Михаил вскоре оправился, и остаток вечера мы провели, разговаривая уже не обо мне, а о нём. Я узнала, что у него свой банк и ещё много разных проектов. Он не сказал, что ему одиноко живётся, но я поняла его без слов. Чувствовалось, что у него ранимая душа, что ему не хватает тепла и ласки.
Я отправилась спать около двенадцати, а через некоторое время услышала, что и он лёг (его спальня была рядом с зелёной комнатой). Я лежала без сна, думая о Михаиле. Прошёл, наверное, целый час. Никак не удавалось уснуть. Я осторожно встала и вышла из комнаты. Ощупью добралась до кухни, попила там соку, пошла назад. Но как-то так получилось, что я зашла не в свою дверь, а в соседнюю - ту, что была ближе к кухне. Это, как вы уже догадались, была спальня Михаила. Я знаю, вы сейчас осуждаете меня, но мной двигало чувство, которое я не в силах объяснить. Я не хотела совершать грех, я просто хотела посмотреть, как спит Михаил... Миша, как выглядит он совсем беззащитным... Я прокралась ближе к его кровати. Я уже привыкла к темноте, и я различила его силуэт. Миша лежал на спине, тихо посапывая. Это было так трогательно, что мне захотелось прикоснуться к нему, как к ребёнку. Я протянула руку, почувствовала упругую кожу его плеча, а он вдруг застонал и, по-моему, открыл глаза... Не помня себя от страха и стыда, я бросилась к себе в комнату и уже там обнаружила, что где-то потеряла тапочки. Но размышлять было некогда - я уже слышала шаги Михаила. Я шмыгнула в свою кровать, укрылась одеялом по самую макушку и усердно засопела. Он подошёл, наклонился, и меня обуял панический ужас - вот сейчас, сейчас Миша откинет моё одеяло и разоблачит мои греховные (а какими ещё они могли показаться?!) намерения. Но он только прошептал что-то и ушёл, прикрыв за собой дверь. Вскоре я услышала, что он опять лёг спать, и через несколько минут послышалось его мерное дыхание и посапывание. Я тоже начала засыпать... Я не помню, что мне снилось, но утром я так и не нашла тапочек.
Глава 2.
Прошло две недели. Каждый день я занималась уборкой, стиркой, готовкой, хождением по магазинам... Это могло бы показаться скучно многим, но не мне. Просыпаясь утром, я готовила завтрак Михаилу... Евгеньевичу, а вечером ждала его с работы, и тогда аппетитный ужин ждал его вместе со мной. Я чувствовала себя почти его женой. Почти...

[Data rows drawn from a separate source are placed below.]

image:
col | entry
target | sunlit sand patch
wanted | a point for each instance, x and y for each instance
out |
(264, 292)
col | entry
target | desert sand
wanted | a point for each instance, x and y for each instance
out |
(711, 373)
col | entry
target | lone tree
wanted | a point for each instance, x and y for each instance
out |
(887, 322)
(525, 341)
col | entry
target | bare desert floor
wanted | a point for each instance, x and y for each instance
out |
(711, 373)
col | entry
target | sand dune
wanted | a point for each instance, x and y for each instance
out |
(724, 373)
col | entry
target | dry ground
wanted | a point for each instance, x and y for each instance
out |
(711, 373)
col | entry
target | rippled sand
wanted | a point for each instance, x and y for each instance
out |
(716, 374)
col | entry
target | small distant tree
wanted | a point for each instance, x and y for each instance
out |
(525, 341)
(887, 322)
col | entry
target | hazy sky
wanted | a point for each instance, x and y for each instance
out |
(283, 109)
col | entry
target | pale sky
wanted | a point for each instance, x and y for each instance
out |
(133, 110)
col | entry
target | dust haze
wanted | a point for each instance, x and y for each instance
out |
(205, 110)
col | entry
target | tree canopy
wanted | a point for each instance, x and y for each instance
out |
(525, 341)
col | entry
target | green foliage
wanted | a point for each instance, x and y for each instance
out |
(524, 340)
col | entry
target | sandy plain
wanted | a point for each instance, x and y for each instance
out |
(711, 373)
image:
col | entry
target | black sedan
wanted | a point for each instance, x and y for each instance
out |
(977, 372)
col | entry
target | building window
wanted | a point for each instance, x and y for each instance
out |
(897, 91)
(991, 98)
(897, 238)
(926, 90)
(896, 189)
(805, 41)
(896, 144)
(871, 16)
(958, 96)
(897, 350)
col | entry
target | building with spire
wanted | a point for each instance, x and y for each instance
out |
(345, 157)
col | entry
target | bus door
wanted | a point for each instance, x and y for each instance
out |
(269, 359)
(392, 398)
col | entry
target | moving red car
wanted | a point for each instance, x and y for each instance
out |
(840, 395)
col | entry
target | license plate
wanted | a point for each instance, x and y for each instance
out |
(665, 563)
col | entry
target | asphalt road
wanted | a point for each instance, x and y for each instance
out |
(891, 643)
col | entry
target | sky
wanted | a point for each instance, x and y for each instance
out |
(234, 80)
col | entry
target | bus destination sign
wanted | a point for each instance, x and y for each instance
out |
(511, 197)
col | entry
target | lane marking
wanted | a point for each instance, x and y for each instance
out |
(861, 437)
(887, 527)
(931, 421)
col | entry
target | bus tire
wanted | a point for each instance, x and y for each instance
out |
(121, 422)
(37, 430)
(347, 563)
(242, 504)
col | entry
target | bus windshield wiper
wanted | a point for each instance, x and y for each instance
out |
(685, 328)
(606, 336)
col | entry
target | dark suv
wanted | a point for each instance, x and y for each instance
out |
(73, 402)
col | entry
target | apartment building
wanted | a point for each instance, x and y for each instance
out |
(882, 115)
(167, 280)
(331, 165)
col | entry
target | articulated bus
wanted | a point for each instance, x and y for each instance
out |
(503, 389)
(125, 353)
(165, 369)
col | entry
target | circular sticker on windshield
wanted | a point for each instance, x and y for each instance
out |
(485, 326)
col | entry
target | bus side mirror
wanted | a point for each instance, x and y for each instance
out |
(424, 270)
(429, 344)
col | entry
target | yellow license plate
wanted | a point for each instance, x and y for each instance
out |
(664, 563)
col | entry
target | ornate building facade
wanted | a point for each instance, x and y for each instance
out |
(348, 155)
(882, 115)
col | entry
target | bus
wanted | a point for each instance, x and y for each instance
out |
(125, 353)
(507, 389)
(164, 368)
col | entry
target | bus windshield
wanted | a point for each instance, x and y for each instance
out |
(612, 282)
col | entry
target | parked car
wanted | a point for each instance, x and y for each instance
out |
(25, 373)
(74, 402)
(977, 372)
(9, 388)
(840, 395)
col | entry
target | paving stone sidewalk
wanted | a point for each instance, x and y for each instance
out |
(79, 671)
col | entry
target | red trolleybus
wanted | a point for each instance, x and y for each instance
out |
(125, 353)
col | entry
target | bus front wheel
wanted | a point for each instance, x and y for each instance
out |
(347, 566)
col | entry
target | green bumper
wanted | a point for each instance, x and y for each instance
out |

Я не отдавала себе отчёта, как он мне дорог, до того дня, когда он не пришёл домой ни в восемь, ни в десять, ни полдвенадцатого... Про остывший ужин я не вспоминала, стоя возле двери и кусая себе пальцы. Чего я только ни передумала за это время! Я проклинала свою чёртову гордость: что, если что-то с ним случилось, а не считаю приличным позвонить ему, потому что я только домработница! Этот бастион я сломала через полтора часа ожидания и тревоги. Но телефон в его офисе не отвечал. Я решилась даже позвонить ему на сотовый, но услышала только женский голос (кому он не знаком!), сообщающий, что "абонент не отвечает или временно недоступен". Я начинала сходить с ума. Москва, конечно, не Питер, но криминала везде довольно... А он, мой Миша, богат, а ведь богатство неизбежно имеет криминальные корни - не будут же зря по телевизору говорить про это! А что, если у него сейчас эти, как там, разборки?! Вот убьют его, а я даже его не поцеловала ни разу! Да что я говорю! Я даже не имею права волноваться за него сейчас! Терзаемая этими мыслями, я пошла к себе в комнату, бросилась на кровать и так горько разрыдалась, что мне самой начинало казаться, что сердце сейчас разорвётся.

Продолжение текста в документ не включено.